Flatland concerns itself mainly with a sphere talking down to a circle as I recall. The circle gets a headache trying to imagine the space the sphere is in, whereas we readers consider the sphere’s space our home stomping ground — we have the opposite problem: imagining ourselves in an entirely flat world. Is this possible? I’ll admit it’s a challenge as the tendency is to “look down” on some squares-ville meaning we’re still in god’s eye mode and haven’t yet lost the 3rd dimension. Try again?
This little comic book has to be one of the most influential tracts ever published, right up there with the theses of Martin Luther.
I’m intrigued by your neutrality talk and in the background I’m thinking of “neutrality studies” a branch of “peace studies” which some colleges and universities have had a major in, although I don’t believe the genre “peace college” has anything to counter the well-established “war college” trope. My storyboard “schools for diplomats” might qualify someday.
I’m saying I spontaneously connect your (|+.0.-|) neutrality talk to geopolitics, which I’m somewhat geared into. When it comes to word2vec and inter-word hyper-distance, “neutrality” definitely haunts the world stage, in the sense of “appears frequently”.
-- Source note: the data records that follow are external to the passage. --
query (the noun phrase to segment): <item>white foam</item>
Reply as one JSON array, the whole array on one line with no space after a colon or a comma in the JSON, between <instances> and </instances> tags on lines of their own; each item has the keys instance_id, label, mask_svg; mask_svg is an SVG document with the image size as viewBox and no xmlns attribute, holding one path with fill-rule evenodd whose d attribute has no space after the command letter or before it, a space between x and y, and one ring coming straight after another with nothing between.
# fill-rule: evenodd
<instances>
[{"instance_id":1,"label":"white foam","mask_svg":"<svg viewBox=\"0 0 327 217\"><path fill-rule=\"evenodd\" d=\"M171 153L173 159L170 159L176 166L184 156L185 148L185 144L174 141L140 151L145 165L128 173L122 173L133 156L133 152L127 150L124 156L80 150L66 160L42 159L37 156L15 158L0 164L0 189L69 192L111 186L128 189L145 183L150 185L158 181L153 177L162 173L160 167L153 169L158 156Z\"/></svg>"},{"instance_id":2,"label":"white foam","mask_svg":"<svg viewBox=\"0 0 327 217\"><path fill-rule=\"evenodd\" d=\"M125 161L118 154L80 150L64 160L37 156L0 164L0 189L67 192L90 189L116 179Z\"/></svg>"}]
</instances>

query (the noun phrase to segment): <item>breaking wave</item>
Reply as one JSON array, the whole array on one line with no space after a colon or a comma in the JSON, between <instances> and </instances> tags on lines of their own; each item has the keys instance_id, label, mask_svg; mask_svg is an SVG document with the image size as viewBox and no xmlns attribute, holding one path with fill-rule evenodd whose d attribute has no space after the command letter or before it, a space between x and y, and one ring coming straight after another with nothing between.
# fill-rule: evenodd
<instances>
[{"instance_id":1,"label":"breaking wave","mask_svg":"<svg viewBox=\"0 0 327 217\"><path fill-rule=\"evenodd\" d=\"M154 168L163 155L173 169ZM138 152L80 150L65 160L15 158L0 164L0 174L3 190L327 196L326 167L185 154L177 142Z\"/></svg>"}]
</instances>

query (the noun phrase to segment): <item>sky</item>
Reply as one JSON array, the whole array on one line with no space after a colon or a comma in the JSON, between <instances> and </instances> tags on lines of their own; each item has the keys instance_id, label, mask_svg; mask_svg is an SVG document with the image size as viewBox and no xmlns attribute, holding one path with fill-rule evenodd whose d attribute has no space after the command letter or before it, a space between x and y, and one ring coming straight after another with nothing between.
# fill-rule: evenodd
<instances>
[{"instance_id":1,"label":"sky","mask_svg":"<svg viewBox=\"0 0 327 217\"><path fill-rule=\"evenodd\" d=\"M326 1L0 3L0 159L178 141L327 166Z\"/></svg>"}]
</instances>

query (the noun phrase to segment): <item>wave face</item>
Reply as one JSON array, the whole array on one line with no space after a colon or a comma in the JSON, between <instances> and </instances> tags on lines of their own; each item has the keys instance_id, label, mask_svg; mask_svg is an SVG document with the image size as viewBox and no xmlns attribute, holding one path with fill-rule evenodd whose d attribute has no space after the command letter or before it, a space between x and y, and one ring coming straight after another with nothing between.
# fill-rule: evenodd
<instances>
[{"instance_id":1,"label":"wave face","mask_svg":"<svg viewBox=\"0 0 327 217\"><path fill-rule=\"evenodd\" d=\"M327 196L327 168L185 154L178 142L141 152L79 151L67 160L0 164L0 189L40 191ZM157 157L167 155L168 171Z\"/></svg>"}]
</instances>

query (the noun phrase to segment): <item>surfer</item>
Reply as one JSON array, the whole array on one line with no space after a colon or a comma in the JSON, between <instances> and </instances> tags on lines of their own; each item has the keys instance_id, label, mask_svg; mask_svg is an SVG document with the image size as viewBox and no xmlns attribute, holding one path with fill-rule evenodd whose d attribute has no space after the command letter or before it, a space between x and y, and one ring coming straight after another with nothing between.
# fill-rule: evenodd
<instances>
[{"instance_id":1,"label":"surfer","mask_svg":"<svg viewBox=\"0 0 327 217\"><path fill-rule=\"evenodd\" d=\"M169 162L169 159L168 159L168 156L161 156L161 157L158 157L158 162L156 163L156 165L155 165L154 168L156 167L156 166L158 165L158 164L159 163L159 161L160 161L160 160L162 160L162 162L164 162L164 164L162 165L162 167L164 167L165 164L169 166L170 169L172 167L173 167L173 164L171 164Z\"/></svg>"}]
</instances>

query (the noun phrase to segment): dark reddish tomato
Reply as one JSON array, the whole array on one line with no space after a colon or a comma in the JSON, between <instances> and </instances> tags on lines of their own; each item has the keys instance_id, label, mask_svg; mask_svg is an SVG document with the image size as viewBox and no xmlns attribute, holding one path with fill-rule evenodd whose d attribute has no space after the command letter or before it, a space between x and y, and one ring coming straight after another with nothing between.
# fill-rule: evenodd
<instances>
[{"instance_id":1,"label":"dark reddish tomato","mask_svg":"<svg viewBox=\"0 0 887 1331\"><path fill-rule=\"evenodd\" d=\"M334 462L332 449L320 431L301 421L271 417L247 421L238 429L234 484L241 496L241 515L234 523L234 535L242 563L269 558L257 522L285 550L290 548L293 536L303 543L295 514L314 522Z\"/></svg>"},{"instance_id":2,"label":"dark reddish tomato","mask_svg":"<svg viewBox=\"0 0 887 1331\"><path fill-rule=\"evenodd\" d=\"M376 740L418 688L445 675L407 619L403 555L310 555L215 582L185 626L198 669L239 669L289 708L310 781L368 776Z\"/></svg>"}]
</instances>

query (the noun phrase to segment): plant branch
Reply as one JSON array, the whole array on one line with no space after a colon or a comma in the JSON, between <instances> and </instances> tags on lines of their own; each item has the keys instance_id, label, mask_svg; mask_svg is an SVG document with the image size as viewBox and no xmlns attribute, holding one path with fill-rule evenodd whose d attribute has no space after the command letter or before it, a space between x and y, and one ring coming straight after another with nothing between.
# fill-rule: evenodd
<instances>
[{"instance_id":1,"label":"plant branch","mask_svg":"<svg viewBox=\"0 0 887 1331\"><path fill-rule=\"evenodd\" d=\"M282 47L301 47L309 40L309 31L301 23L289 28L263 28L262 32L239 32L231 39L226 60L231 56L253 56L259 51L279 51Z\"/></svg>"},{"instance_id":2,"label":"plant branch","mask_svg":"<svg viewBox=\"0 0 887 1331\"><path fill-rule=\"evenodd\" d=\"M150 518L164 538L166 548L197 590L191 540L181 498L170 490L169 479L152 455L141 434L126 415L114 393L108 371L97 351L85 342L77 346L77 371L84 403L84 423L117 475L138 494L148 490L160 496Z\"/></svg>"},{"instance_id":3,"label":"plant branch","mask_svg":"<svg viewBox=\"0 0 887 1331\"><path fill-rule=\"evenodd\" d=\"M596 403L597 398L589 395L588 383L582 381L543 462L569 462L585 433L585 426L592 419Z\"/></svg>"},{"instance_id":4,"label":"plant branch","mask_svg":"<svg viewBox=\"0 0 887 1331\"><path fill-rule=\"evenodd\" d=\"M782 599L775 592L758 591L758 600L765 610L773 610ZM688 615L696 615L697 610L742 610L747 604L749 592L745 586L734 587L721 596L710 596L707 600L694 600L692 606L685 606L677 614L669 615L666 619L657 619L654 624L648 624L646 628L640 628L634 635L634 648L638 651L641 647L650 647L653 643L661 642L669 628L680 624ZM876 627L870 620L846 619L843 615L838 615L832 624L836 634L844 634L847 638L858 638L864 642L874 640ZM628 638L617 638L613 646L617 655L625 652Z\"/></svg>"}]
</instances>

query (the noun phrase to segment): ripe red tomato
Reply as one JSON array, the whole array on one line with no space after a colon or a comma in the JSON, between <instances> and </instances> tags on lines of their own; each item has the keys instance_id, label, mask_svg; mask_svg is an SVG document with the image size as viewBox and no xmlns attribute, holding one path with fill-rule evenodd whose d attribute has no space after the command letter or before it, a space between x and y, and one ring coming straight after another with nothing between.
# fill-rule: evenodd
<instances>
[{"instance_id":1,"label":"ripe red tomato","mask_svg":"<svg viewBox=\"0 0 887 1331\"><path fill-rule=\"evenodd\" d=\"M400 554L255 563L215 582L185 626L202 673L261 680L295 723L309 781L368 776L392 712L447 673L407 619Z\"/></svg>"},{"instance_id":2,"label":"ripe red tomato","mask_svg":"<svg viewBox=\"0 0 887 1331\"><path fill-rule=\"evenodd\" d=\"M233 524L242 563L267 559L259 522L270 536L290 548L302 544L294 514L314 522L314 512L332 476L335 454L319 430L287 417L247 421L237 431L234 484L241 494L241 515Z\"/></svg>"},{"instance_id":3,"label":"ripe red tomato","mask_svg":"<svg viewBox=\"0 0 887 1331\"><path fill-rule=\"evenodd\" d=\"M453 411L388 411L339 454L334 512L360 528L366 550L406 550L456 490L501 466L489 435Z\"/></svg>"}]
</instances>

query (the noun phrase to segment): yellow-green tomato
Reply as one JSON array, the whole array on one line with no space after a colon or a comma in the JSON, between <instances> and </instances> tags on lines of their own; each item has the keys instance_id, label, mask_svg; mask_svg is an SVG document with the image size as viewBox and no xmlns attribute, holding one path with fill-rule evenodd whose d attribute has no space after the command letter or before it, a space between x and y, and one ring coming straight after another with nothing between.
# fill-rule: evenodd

I’ll be somewhat in the bleachers (innocent bystander, observer, spectator) vs-a-vs your starting over from scratch dimension ladder project, as I’m already pre-committed to hammering out my own (inherited, extending a lineage).
I’m also interested in what you mean by “pre point” as we have our “prefrequency” notion in the 4D talk I espouse (4D being like a brand, a logo, me having registered 4Dsolutions.net as a domain name awhile ago).
I’ll check in on your progress and see if I can make use of some of your PR. From my angle, all systems require spin and PR to have a half life. PR is akin to propaganda, that which propagates. In the old Catholic bureaucracy, which spoke Latin, there was nothing especially disreputable about the term. It only lost its neutrality, even positivity, when it became associated with the dastardly nefarious activities of that other guy, the baddie. I find English (the language) especially colored by “goodie vs baddie” ideas, which extend to colorizing the mathematics e.g. negative secondary to positive, left secondary to right. They’re imbalanced.